Setting the Record Straight on Global Aerospace and Predictive Coding

When the order was signed on Monday at 4PM on April 23rd in the Global Aerospace, Inc. v. Landow Aviation, LP case in Virginia State court, we understood the significance of the moment.  For the first time, a court was issuing an order in the face of an adversary who did not want predictive coding to be used that the defendant should be allowed to use predictive coding.  We also understood that there were only 20 people in the room and it was possible that there could be some confusion over the case in the rush to get the story onto the Internet.  While I disagree with much of what has happened in Da Silva Moore case in NY, I do agree that the lobby supporting predictive coding and the interest the legal community has in this topic does attract a significant following of readers.  So now that many of the pundits have weighed in on the impact, I am going to try and play clean up duty and write what I see as the impact of Global Aerospace, with the advantage that I was there.  My analysis will be restricted to facts with some clean up on a few posts by some of my blogging friends who attract a good deal of attention on e-discovery issues.

One of the initial mistakes is the observation that this is “the second case” to approve of the use of predictive coding.  As I posted in an analysis of Da Silva Moore, which some opine is the first case to approve the use of predictive coding, the parties in that case were not contesting the use of predictive coding.  At the time of the agreement to use predictive coding, the only dispute was how to validate the results of predictive coding.  Secondly, the Da Silva Moore case involved a Judge who is well recognized as a proponent of using technology such as predictive coding to make electronic discovery more efficient.

Contrast that with Global Aerospace where the plaintiff was opposed to using predictive coding and submitted a brief and oral argument fighting the use of these tools in this particular case.  Nor were the Judge’s predilections concerning the use technology assisted review or predictive coding as well known.  So when the parties walked into the court room, all that was known was the opponent was saying the defendant should not be allowed to use predictive coding.  In a nutshell, this was not like “dying and going to heaven” as Judge Peck told the defendant advocating predictive coding use and for that reason, Global Aerospace  is indeed the first case anywhere where the Court issued a protective order allowing the use of predictive coding over the objection of opposing counsel.  So like most discovery matters, this defendant will be able to review the documents as they see fit, and the plaintiff will need to wait till they receive data before they can challenge the production.

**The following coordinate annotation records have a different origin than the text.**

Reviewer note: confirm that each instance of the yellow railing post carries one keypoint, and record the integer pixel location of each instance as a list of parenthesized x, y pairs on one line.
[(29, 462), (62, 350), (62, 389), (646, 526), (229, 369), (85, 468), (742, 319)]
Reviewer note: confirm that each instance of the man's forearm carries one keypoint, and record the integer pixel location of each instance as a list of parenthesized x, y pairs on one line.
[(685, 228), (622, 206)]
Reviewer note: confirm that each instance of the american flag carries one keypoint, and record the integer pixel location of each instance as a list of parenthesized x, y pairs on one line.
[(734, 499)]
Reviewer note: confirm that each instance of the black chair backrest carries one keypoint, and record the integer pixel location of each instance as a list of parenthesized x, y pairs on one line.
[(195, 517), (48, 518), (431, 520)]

Some analysis have shrugged and said this case reflects the fact that judges may not care about discovery so they might sign off on any reasonable approach that a party proposes.  The other salient point from Global Aerospace is the efficiency of the decision and approach proposed.  In effect, this case avoids the traditional key word dance that parties can spend weeks, months or longer fighting about.  That is extremely unproductive time in the process.  The analogies used in this case showed a complete understanding by the Judge that advancing into technology assisted review is nothing different from the first time 40 years ago when a partner in a law firm said “I am going to let my associate review the documents.”  Another example given was when paralegals were used.  If the progression is looked at, the Court made a reasoned decision that without seeing problems in the output, it would be acceptable for a defendant to try an approach which the defendant believes is much more efficient.  So while no one knows for sure what the Judge was thinking, he provided a clear opportunity for the parties to try and improve the process.

That being said, the transcript is well worth reading.  I would suggest ordering it as it is a lot shorter than the other transcripts flying around the Internet in Da Silva Moore and Kleen.   Predictive coding or technology assisted review is an evolution and there will be more opportunities for parties and judges to grapple with predictive coding issues.   I also suggest taking the time to watch these cases argued.  I have now seen two of the cases argued and there are lots of differences between the cases and the approaches being taken in making the case to use predictive coding when at least one of the parties wants these tools to be used.